The siege of the Capitol was one of the darkest moments, but not the last hour of modern democracy, writes Anna Donáth.
Anna Donáth is a Hungarian MEP within the Renew Europe group
Trump’s presidency has been the antithesis of nearly everything we believe in, but the self-healing power of the democratic order will show its strength. Make no mistake: the hardest part is not over. The Trumpian recipe is way too effective not to be exploited by European populists. New threats require new solutions – a transatlantic dialogue is needed.
While I was watching the mob take over the Capitol, I struggled with ambivalent feelings. The footage struck me hard and caught me off guard – one cannot be prepared to see such events unfolding in the heart of the world’s leading democracy. On the other hand, that gruesome day seems to be an inevitable consequence of the populist politics gaining power in recent years.

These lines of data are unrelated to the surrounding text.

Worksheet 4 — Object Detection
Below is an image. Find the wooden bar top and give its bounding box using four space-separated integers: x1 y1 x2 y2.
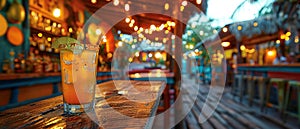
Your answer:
237 63 300 73
0 80 165 129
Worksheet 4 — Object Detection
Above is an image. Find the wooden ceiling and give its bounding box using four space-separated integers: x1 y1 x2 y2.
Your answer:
82 0 206 34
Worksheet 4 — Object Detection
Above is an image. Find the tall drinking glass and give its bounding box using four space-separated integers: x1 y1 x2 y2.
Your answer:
60 49 98 114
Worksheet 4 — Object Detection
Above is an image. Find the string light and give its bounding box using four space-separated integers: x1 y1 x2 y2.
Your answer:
240 45 246 51
180 6 184 12
53 8 60 17
130 19 135 24
125 4 130 11
238 26 243 30
181 0 187 6
253 22 258 27
165 3 170 10
221 42 230 47
196 0 202 4
125 17 130 23
222 27 228 33
114 0 120 6
285 32 291 36
91 0 97 4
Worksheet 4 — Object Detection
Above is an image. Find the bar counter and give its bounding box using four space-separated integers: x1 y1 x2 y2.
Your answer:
237 63 300 81
0 71 118 111
0 80 165 129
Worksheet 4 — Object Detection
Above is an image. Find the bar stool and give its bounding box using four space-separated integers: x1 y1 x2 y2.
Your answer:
231 74 243 97
245 75 255 106
239 75 252 102
265 78 287 117
284 81 300 121
248 76 270 111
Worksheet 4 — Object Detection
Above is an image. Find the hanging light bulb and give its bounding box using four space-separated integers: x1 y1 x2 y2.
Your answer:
125 4 130 11
222 27 228 33
165 3 170 10
125 17 130 23
53 8 60 17
181 0 187 6
114 0 120 6
196 0 202 4
133 26 139 31
91 0 97 4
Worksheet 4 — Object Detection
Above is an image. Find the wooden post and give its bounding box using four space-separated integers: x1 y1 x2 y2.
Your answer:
174 18 184 129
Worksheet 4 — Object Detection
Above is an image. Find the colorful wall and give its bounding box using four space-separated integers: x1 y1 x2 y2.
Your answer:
0 0 30 72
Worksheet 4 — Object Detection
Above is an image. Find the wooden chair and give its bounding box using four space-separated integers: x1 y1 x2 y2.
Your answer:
265 78 287 117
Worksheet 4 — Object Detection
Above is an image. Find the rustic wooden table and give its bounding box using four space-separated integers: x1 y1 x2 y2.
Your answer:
0 80 165 128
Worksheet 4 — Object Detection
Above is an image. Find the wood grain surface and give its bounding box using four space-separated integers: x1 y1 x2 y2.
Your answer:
0 80 165 129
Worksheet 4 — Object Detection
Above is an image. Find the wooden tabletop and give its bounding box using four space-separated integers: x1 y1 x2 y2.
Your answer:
129 72 174 78
0 80 165 129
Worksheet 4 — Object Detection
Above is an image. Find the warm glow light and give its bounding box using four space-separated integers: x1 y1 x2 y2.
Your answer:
53 8 60 17
248 48 255 53
267 50 275 56
150 24 156 31
118 41 123 47
103 39 107 43
295 36 299 43
128 57 133 62
133 26 139 31
96 29 101 35
189 44 194 49
159 24 165 30
165 3 170 10
134 52 140 57
285 32 291 36
180 6 184 12
130 19 135 24
221 42 230 47
222 27 228 32
139 27 144 32
199 30 204 35
238 26 243 30
154 52 162 59
107 53 112 58
285 37 290 41
163 38 167 43
171 22 176 27
253 22 258 27
196 0 202 4
114 0 120 6
280 34 286 39
125 17 130 23
131 44 135 49
69 28 73 33
125 4 130 11
240 45 246 51
38 33 43 38
181 0 187 6
213 30 218 34
171 35 175 39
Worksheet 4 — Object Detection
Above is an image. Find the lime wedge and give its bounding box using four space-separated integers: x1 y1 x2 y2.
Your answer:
51 37 80 51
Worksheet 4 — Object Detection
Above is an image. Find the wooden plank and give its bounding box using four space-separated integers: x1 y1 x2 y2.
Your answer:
185 112 201 129
222 114 246 129
0 80 165 128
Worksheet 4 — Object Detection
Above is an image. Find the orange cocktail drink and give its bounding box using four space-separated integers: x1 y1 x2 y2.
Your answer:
60 49 98 114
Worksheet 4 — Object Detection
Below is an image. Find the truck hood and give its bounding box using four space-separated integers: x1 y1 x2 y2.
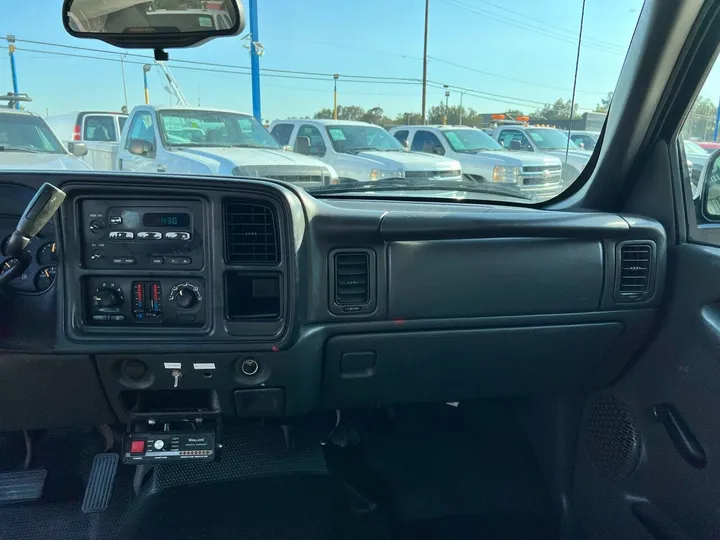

For the siege seems anything but surprising in the light of Trump’s presidency which focused so heavily on undermining democracy. During his term, the President was continuously spreading fake news and hatred, attacking the most profound institutions of democracy.
The distinction between fact and opinion had been muddled, knowledge and objective facts, which should be the cornerstones of public speech, were stripped off their authority. This was paired with identity politics pulling the ‘us-them’ division within the borders of the political community.
As a final touch, Trump spread distrust towards elections, the society’s last institution of reality check. Well before the elections, a campaign had been launched to question the legitimacy of mail-in ballots followed by the President proclaiming himself the winner before every vote was counted. Trump left no stone unturned, showing signs of acute election-denial.
The Trump phenomenon is not an isolated case, but a product of deeper, frightening trends. With the super-personalization of politics, the horizontalization of the media sphere and the related downfall of authority of classic democratic institutions, we face serious threats.
The victory of persons over institutions, such as parties, switches off paramount layers of checks and balances. The classic institutions of the public sphere – journalists or experts for example – are losing ground as well as basic underlying procedures, such as deliberation.
We are living in the era of the informational Wild West: it has never been easier in the history of modern democracy to question virtually anything while weakening the public trust in democratic processes.
This is not a foreign affair for us, European citizens: Populists in Hungary and Poland both exploit and escalate these trends.
There are fears that the Trumpian playbook, that is, undermining elections and denying peaceful transfer of power, will happen in these countries as well. Indeed, it is not by chance that so many people in Hungary followed the US events with the fear lurking in the background – ‘is this going to happen after the parliamentary elections in 2022 if Orbán loses?’
Trump demonstrated the potential in a populist interpretation of electoral results, and if it was possible to do in the US, it might as well happen in countries where populists have infiltrated democratic institutions to even a greater degree.
Despite all this post-truth madness, I believe that democracy will show its potential of being the most resilient political system ever created. The thesis of democracy and the populist antithesis will produce a synthesis. In the US, the recovery and healing process can start with the inauguration of the newly elected President, Joe Biden. I am positive that the American society will find its way to overcome the challenges.
Nevertheless, the fight is far from over. For one, the world needs to be prepared for the transition of power from the populist to the newly elected democratic forces in the US. Moreover, the synthesis following this will not inevitably lead to the democracy most of us desire – we need to drive the process.
The trends weakening today’s democracy might be used to strengthen the democracy of tomorrow. The personalization of politics as well as social media platforms might be used to lessen the gap between the ordinary voters and politicians, creating a political system with stronger civic participation.
We need to engage in a global discourse on how to prepare for election denial on the one hand, and how to recover democracy post-populism on the other.
The past few months might and should serve as an example regarding the former. In turn, the upcoming months and years in the US will provide an example for the latter. I believe that both the US and the EU might profit from such a dialogue.